Bununla birlikte FİBL ve İFOAM’ın “Organik Tarım Dünyası İstatistikler ve Gelişen Trendler” 2023 raporuna göre dünyada 1999’da 11 milyon hektar olan toplam organik tarım arazi alanı 2021 yılında 76 milyon hektarın üzerine çıktı. Organik tarımın dünyada tüm zamanların en yüksek seviyesine ulaştığını söyleyebiliriz. Ülkemizde ise organik tarım zaman içerisinde ilerleme gösterse de bir tarım ülkesi olmamıza rağmen olmak istediğimiz konumdan maalesef uzaktayız. Ülke olarak organik gıda pazarında çok daha aktif bir oyuncu olmamız için yerel üreticiyi daha çok sahiplenerek problemlerini minimum düzeye indirmemiz ve organik tarım alanında bilinçlendirmemiz gerekiyor. Yeni plantasyon yatırımlarımızla organik tarım arazilerinin sayısını her geçen gün daha da artırmak ve ülkemizi bu konuda ileriye taşımak için çalışmaya devam ediyoruz.

DÖRT KITADA 23 ÜLKEYE İHRACAT

Gelecekteki büyüme ve genişleme planlarınız nelerdir? Yeni pazarlara açılma veya ürün yelpazenizi genişletme gibi hedefleriniz var mı?

Türkiye’de ve dünyada organik tarımın ve buna bağlı olarak organik gıda pazarının büyümesi için yatırımlarımıza devam edeceğiz. Sözünü etmiş olduğum plantasyon yatırımlarımızla çeşitli satın alma kanallarına ihtiyaç duymadan maliyetlerimizi en uygun seviyede tutup, müşterilerimize yüksek kaliteyi en uygun fiyatla sunabileceğiz. Başta Avrupa ve Ortadoğu olmak üzere yurt dışına taze meyve ve sebze ihracatı gerçekleştirerek bulunduğumuz pazarlardaki rekabet gücümüzü artıracağız.

Dört kıtada 23 ülkeye ihracat gerçekleştiriyoruz. Toplam satışlarımız içinde ihracatın oranı yüzde 94 seviyelerinde. Kısa süre önce Almanya merkezli Elite Naturel GmbH şirketimizi faal hale getirdik.

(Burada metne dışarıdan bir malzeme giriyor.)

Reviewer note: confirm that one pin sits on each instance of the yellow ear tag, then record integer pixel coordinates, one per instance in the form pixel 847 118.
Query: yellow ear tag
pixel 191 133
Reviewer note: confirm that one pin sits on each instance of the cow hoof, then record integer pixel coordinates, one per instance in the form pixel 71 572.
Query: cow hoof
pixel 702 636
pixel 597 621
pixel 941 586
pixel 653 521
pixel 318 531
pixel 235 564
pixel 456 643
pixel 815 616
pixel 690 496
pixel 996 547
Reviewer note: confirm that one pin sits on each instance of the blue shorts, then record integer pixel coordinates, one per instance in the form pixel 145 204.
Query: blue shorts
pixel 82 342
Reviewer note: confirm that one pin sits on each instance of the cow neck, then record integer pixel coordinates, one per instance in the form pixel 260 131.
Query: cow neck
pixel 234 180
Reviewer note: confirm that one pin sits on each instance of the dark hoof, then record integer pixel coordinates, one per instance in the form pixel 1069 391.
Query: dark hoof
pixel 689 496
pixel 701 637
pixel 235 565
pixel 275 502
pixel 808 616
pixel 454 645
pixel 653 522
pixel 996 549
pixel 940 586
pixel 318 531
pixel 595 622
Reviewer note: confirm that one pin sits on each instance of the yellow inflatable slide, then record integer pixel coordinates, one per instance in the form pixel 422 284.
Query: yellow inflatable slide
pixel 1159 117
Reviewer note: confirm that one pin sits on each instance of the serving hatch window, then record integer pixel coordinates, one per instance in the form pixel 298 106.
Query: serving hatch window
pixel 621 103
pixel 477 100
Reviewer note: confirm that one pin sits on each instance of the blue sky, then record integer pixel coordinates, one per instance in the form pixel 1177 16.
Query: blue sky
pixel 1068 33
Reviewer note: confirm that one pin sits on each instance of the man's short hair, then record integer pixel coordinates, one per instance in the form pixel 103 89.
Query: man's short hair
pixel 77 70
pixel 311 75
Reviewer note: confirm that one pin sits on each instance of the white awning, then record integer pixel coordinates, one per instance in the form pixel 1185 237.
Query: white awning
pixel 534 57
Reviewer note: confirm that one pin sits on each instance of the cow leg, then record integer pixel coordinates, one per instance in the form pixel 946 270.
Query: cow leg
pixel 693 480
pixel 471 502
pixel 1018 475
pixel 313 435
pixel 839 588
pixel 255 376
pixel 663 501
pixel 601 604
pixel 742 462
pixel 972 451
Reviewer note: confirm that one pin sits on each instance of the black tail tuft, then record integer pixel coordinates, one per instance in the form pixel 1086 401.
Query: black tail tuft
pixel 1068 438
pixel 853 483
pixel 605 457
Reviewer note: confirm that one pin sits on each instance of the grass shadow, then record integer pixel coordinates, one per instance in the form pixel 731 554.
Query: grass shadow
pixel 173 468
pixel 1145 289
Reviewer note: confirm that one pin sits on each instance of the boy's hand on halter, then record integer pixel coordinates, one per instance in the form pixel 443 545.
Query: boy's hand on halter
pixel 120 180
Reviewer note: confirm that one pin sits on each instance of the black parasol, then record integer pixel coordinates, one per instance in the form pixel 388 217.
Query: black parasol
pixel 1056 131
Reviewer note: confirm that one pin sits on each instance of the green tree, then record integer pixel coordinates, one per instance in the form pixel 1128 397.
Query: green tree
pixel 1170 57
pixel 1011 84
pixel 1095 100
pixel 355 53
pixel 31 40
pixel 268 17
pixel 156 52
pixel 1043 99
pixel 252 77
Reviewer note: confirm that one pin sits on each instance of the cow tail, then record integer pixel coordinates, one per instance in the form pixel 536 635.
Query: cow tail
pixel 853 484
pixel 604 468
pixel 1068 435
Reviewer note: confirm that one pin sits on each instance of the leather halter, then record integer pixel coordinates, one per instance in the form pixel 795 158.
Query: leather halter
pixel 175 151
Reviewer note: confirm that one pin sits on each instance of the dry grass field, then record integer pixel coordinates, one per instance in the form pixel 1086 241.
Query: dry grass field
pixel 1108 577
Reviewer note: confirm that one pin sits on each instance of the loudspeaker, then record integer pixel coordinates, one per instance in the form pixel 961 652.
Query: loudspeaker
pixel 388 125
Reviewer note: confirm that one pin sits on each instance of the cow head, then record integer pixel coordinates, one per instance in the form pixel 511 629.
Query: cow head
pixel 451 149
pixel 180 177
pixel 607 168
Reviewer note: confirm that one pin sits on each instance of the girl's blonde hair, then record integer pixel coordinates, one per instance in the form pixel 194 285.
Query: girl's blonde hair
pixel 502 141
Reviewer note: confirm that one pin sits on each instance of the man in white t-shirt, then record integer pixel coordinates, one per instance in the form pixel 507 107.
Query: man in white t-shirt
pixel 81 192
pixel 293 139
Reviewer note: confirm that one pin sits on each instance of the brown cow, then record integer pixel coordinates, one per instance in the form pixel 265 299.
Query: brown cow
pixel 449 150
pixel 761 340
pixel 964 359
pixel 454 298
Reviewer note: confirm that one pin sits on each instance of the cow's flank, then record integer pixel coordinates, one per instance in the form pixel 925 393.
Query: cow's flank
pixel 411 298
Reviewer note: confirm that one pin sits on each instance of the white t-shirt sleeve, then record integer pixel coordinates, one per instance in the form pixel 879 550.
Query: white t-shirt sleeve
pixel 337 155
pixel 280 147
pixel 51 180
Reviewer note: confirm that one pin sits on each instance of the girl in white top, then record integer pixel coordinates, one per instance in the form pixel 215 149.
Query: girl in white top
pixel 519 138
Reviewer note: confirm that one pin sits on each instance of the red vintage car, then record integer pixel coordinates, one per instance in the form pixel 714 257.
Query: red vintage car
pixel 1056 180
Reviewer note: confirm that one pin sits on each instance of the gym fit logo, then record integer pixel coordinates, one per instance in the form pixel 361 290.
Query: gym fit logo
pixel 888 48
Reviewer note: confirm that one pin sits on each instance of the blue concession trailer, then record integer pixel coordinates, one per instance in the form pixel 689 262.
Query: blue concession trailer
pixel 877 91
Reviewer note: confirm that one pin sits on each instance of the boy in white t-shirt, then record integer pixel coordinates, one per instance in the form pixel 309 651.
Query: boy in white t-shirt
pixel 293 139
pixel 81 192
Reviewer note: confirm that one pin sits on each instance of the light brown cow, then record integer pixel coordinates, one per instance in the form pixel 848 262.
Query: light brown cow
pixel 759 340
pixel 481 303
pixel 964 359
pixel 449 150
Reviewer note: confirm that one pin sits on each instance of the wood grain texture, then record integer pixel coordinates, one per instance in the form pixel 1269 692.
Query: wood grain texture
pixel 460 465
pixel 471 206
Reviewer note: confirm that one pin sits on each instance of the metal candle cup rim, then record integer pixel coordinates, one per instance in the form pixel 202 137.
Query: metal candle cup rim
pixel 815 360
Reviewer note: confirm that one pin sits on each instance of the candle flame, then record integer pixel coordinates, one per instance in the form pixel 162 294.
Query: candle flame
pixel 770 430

Almanya’da oluşturduğumuz ağ ile Avrupa Birliği ve İskandinav pazarında müşterinin kapısına kadar hizmet vermeyi planlıyoruz. 2023 yılında, özellikle AB ülkelerine yaptığımız satışların artmasıyla birlikte satışların miktar bazında yüzde 15-20 bandında yükselmesini öngörüyoruz. Yılı 1 milyar TL ciro ve 350 milyon TL FAVÖK ile kapatmayı hedefliyoruz.